Fliegende Weihnachtsmänner und Christbaumspezialisten

(rgz). In der Adventszeit öffnen landauf, landab wieder die Weihnachts- oder Christkindlmärkte ihre Tore. Die besinnliche Mischung aus Budenzauber, Wohlgerüchen und Lichtermeer verzaubert die Menschen in der dunklen Jahreszeit und macht die vorweihnachtlichen Veranstaltungen zu Publikumsmagneten. Viele Veranstalter locken mit regionalen Besonderheiten sowie attraktiven Rahmenprogrammen und Übernachtungspauschalen.

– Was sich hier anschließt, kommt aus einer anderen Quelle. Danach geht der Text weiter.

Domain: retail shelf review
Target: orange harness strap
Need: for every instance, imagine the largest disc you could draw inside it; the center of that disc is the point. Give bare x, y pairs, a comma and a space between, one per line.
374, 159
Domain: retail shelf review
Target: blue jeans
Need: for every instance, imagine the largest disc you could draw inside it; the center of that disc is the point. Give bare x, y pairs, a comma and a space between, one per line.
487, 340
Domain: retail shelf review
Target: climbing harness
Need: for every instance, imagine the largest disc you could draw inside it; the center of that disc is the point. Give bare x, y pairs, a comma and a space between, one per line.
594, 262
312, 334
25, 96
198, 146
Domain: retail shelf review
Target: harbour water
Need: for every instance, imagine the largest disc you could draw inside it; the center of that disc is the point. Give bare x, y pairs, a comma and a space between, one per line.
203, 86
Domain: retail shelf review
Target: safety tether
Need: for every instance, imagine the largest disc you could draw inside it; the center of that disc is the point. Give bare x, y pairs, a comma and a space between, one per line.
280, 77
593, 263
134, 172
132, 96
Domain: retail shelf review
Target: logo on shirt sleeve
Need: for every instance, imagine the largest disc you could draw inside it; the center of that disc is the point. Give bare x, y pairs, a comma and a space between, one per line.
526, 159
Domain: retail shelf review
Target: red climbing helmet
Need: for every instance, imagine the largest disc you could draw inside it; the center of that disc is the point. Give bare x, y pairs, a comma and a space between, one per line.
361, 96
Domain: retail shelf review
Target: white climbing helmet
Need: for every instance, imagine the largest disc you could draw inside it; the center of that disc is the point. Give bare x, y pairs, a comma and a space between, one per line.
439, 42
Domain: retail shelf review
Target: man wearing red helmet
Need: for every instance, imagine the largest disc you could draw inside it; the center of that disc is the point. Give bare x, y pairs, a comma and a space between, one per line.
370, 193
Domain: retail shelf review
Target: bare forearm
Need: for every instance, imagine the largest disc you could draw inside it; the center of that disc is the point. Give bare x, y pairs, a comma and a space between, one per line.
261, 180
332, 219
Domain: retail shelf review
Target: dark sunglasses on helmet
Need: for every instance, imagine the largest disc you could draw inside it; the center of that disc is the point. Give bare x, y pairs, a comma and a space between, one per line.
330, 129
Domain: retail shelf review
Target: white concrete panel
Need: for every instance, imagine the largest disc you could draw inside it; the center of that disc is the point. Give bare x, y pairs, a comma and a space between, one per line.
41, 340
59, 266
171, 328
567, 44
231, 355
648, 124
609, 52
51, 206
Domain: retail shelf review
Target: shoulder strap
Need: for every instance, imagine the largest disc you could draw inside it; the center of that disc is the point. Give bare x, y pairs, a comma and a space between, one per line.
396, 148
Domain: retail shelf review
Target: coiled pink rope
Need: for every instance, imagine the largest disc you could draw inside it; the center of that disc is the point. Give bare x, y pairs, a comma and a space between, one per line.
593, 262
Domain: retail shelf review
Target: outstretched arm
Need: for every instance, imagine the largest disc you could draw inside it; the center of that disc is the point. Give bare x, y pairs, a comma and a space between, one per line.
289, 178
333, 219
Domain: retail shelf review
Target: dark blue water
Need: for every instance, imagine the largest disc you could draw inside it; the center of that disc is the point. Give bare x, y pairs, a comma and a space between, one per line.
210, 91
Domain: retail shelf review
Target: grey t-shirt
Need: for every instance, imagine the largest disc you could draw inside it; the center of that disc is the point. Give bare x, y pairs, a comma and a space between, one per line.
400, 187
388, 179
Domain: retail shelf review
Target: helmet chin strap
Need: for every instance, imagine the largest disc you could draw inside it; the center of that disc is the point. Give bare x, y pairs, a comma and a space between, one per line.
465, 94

Buntes Allerlei in historischem Ambiente

Städtchen mit historischer Altstadt bieten Weihnachtsmärkten einen besonders stimmungsvollen Rahmen. Vom 23. November bis 22. Dezember verwandelt sich etwa das mittelalterliche Moselstädtchen Bernkastel-Kues in ein glitzerndes Weihnachtsparadies. Das bunte Allerlei zu Füßen der mehr als 600 Jahre alten Michaeliskirche bietet alles, was zum Advent und zum Weihnachtsfest dazugehört. In der Weinregion gibt es natürlich nicht irgendeinen Glühwein. Der „Weiße“ wird aus heimischen Rieslingtrauben hergestellt, der „Rote“ aus Dornfeldertrauben. Alle Informationen gibt es unter http://www.bernkastel.de im Internet. Auch das sächsische Bautzen, die „Stadt der Türme“, konnte ihr mittelalterliches Bild bewahren. Dieses Jahr findet dort der 628. Wenzelsmarkt (29. November bis 22. Dezember) und damit vermutlich Deutschlands ältester Weihnachtsmarkt statt. Unter http://www.tourismus-bautzen.de gibt es weitere Informationen.

Internationales Flair

Alle Jahre wieder leuchtet der „Lange Ludwig“. Fast 30.000 LED-Lämpchen illuminieren die Adventszeit: Beim traditionellen Darmstädter Weihnachtsmarkt mischen sich exotische Düfte unter die Glühwein- und Lebkuchenstände. Denn zur Tradition geworden ist inzwischen auch die Beteiligung der 15 Darmstädter Partnerstädte, darunter das lettische Liepaja oder Saanen in der Schweiz. Kenner wissen, dass auch an den Ständen der Norweger, Ungarn, Italiener und Ukrainer kulinarische Überraschungen sowie ausgefallene Geschenke zu finden sind. Unter http://www.weihnachten-in-darmstadt.de gibt es weitere Informationen. Für eine vorweihnachtliche Überraschung ist auch Hannover gut: In der festlich beleuchteten Altstadt wächst ein Wald aus 50 hohen Tannen. Gleich um die Ecke lockt das „Finnische Weihnachtsdorf“ mit einem echten Lappenzelt, wo Lachs am offenen Feuer gegrillt wird. Unter http://www.visit-hannover.de gibt es weitere Informationen und auch ein Erlebnispaket mit zwei Übernachtungen, Stadtführung und Eintritt in den Winter-Zoo.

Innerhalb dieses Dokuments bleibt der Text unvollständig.